Another advance has been the generation of correlations between resistance test results and clinical outcomes in the development programs of three recently approved antiretroviral drugs, the protease inhibitor ritonavir and the reverse transcriptase inhibitors tenofovir and abacavir. Clinical evaluation of these drugs included intensification studies in which the drug was added to a failing regimen, providing an estimate of the impact on viral suppression of phenotypic or genotypic resistance test results obtained at the time the drug was added. Based on such studies, Dr. Moyle notes, package inserts for these three antiretroviral drugs present suggested cutoffs for phenotypic test results and algorithms for establishing likely efficacy based on genotypic analysis. "This information can guide clinicians in making decisions about the likely utility of those drugs," he says.
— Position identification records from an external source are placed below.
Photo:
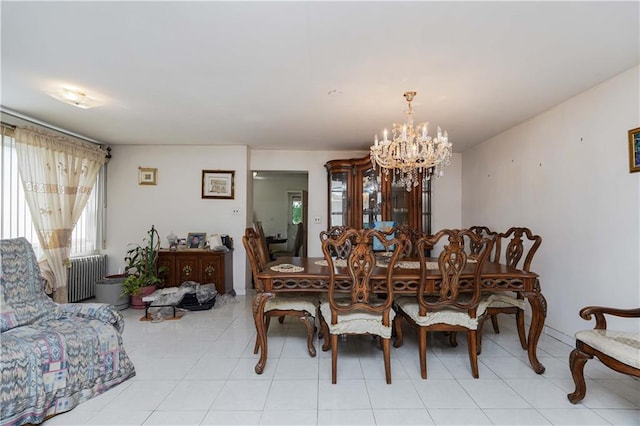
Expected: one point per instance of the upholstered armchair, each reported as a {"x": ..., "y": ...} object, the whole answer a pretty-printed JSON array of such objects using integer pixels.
[
  {"x": 53, "y": 356},
  {"x": 618, "y": 350}
]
This advance fits with the big push to define resistance based on clinical response. Says Dr. Kuritzkes, "It will be expected now for new drugs that come along, particularly for drugs being developed for use in salvage therapy, to have these correlations." He sees manufacturers of previously approved antiretroviral drugs now going back to find datasets to establish such correlations.

Dr. Kuritzkes points to a new class of drugs called entry inhibitors that are under investigation. Such agents "have great potential for improving salvage therapy," he says. For one of these, a fusion inhibitor called T20, phase III studies are nearly complete. Entry inhibitors interact with the HIV envelope protein, which is encoded by a large gene, with resistance mutations scattered across it. For this reason, Dr. Kuritzkes speculates, "It may be that phenotyping will have an edge over genotyping in determining susceptibility to entry inhibitors." At the retrovirus meeting, ViroLogic showed data using Phenosense to detect resistance to entry inhibitors. Virco is also developing a phenotyping assay for these agents. For some newer entry inhibitors, there may be differences in susceptibility even among patients who have never been exposed to them, so it may become important to use resistance testing before starting therapy with these agents, Dr. Kuritzkes says.
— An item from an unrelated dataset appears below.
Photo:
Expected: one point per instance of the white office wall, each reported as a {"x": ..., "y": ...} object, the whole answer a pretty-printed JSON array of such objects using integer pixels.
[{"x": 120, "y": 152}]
Finally, Dr. Eshleman has her eye on a laboratory enhancement. "One very interesting area in the future will be combining resistance testing with pharmacokinetic testing," she says. This will entail not only determining the patient’s viral phenotype or genotype but actually getting drug levels in a patient to determine what drug level suppresses replication in that person.

"In this way we will get a better idea of the in vivo relevance of resistance data," she says. And that, of course, is the purpose of the whole exercise.

William Check is a medical writer in Wilmette, Ill.